Entretanto, desenvolvimentos relativamente recentes, como a Primavera Árabe (que começou em 2011), a ascensão de ameaças como o grupo terrorista ISIS (Estado Islâmico), as ameaças iraniana e turca, entre outras, levaram os países árabes a rever muitos dos seus conceitos, inclusive a normalização de relações com Israel.
Provas contundentes destas mudanças foram vistas em agosto e setembro de 2020.
Assim como Irã e Turquia (que não são países árabes), a PA reagiu de forma imediata e vigorosa ao anúncio do acordo entre Israel e EAU, pedindo uma reunião extraordinária da Liga Árabe para repudiar o acordo, tal como aconteceu na época do acordo entre Israel e Egito; na época, o Egito chegou a ser expulso da Liga Árabe, situação que persistiu por quase 10 anos.
Qual não foi a surpresa da PA quando, além de rejeitar o pedido de repúdio, a Liga Árabe declarou que os países membros têm total liberdade de conduzir suas relações externas da forma que acharem melhor!
Além desta declaração bastante incisiva, países árabes têm, repetidamente, declarado que as atitudes da PA não são as melhores para os palestinos, mostrando assim que a "Questão Palestina" não é tão central como o "senso comum" queria fazer parecer - ou que, no mínimo, eles não veem com bons olhos a PA, especialmente o Presidente Mahmoud Abbas, cujo mandato deveria ter encerrado em 2009, mas que permanece no poder porque barrou todas as tentativas de eleições desde então.
Mas as facções palestinas não vão aceitar tranquilamente esta mudança, tanto que o Hamas atacou Ashdod mais ou menos no horário da cerimônia de assinatura dos acordos em Washington.
CONCLUSÃO
Como toda mudança de paradigmas, há grande incerteza sobre o futuro, além de ceticismo e oposição às mudanças.
Tal ceticismo e oposição não vêm apenas de lugares já esperados, como Irã, Turquia e PA, mas também da Europa.
A União Europeia persiste no “senso comum” que pouco ou nada melhorou a situação dos palestinos nas últimas décadas.
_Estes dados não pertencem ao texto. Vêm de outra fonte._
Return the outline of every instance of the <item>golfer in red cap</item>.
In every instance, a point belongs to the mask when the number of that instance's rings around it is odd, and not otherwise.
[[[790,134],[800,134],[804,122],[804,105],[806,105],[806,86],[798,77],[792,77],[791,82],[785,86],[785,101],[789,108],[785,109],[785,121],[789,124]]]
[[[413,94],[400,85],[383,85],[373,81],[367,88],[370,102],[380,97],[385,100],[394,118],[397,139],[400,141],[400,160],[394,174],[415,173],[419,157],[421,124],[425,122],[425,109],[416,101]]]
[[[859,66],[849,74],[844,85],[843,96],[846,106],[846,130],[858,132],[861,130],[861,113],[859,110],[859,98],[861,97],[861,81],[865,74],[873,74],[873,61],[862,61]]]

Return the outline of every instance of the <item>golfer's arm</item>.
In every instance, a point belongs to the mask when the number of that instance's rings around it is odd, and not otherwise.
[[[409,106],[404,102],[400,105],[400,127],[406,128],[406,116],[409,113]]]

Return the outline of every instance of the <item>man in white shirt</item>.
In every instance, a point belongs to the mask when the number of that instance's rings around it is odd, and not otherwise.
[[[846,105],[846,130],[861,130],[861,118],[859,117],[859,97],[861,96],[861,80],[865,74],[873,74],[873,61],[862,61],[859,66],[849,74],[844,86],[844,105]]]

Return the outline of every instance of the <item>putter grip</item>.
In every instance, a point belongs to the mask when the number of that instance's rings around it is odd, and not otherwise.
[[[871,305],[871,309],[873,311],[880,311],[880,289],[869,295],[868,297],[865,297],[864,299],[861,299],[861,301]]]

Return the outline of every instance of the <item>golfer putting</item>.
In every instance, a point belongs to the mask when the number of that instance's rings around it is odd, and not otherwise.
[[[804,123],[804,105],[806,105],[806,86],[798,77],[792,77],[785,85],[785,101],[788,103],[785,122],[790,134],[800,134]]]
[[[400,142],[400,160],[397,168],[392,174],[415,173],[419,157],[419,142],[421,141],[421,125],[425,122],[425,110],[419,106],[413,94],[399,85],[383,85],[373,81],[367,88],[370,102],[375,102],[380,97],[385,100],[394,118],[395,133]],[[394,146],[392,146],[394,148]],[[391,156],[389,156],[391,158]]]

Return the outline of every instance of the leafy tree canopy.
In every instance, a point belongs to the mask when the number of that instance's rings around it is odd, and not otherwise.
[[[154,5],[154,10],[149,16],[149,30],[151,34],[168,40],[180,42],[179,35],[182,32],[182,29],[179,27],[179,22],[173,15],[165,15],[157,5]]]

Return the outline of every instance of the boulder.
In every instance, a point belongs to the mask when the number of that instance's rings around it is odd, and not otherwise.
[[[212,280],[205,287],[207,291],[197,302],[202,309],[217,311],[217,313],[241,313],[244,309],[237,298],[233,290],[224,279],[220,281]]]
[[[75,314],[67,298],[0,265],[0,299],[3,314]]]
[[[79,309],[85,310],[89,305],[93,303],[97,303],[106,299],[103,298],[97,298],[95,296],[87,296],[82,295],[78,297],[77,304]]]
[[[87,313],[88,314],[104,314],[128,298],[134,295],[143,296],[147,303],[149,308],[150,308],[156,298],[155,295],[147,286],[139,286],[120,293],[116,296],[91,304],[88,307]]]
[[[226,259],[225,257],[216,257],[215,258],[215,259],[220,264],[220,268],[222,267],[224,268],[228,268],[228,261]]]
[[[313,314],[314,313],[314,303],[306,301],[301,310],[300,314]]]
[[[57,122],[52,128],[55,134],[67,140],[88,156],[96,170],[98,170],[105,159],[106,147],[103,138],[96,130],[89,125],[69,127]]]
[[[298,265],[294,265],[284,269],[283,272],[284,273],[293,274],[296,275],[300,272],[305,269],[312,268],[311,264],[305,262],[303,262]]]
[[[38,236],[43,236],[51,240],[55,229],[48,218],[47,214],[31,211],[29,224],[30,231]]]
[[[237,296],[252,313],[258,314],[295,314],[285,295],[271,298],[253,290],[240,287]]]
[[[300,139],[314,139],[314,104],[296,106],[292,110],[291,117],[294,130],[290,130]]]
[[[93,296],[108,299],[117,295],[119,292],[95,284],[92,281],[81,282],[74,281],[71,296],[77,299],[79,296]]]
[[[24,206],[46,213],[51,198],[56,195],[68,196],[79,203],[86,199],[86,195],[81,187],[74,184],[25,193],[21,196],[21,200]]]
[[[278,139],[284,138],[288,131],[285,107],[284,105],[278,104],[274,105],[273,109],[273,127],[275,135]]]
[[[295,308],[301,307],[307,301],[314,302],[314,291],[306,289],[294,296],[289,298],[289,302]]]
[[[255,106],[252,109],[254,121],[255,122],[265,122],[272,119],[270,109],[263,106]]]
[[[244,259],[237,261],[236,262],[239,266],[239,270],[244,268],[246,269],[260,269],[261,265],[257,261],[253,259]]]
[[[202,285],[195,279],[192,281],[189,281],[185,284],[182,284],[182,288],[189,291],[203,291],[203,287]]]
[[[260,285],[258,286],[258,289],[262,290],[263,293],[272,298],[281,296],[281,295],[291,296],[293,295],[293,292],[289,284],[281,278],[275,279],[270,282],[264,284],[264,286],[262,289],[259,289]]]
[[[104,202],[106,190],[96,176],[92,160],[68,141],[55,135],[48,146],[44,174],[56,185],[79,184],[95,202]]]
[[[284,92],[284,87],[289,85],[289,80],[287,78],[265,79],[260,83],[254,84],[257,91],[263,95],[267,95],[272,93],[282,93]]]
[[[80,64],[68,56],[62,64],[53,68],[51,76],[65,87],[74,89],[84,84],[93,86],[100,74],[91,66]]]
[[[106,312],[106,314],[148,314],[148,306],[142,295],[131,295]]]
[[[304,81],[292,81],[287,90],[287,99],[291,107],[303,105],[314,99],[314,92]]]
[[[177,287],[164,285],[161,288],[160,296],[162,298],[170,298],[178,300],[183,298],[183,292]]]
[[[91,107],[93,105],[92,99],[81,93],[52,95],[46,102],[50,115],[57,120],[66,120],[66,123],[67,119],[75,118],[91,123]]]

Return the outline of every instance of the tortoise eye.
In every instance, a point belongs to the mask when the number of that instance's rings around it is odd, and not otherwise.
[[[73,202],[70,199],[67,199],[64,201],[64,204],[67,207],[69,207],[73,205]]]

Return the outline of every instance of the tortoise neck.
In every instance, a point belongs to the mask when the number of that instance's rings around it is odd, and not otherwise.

Apenas o representante da Hungria esteve presente na cerimônia de assinatura dos acordos.
O tempo dirá quem está com a razão, mas tudo indica que a prática de atrelar acordos entre Israel e países árabes à "Questão Palestina" está com os dias contados.
Renato Henrique Marçal de Oliveira é químico e trabalha na Embrapa com pesquisas sobre gases de efeito estufa. Entusiasta e estudioso de assuntos militares desde os 10 anos de idade, escreve principalmente sobre armas leves, aviação militar e as IDF (Forças de Defesa de Israel).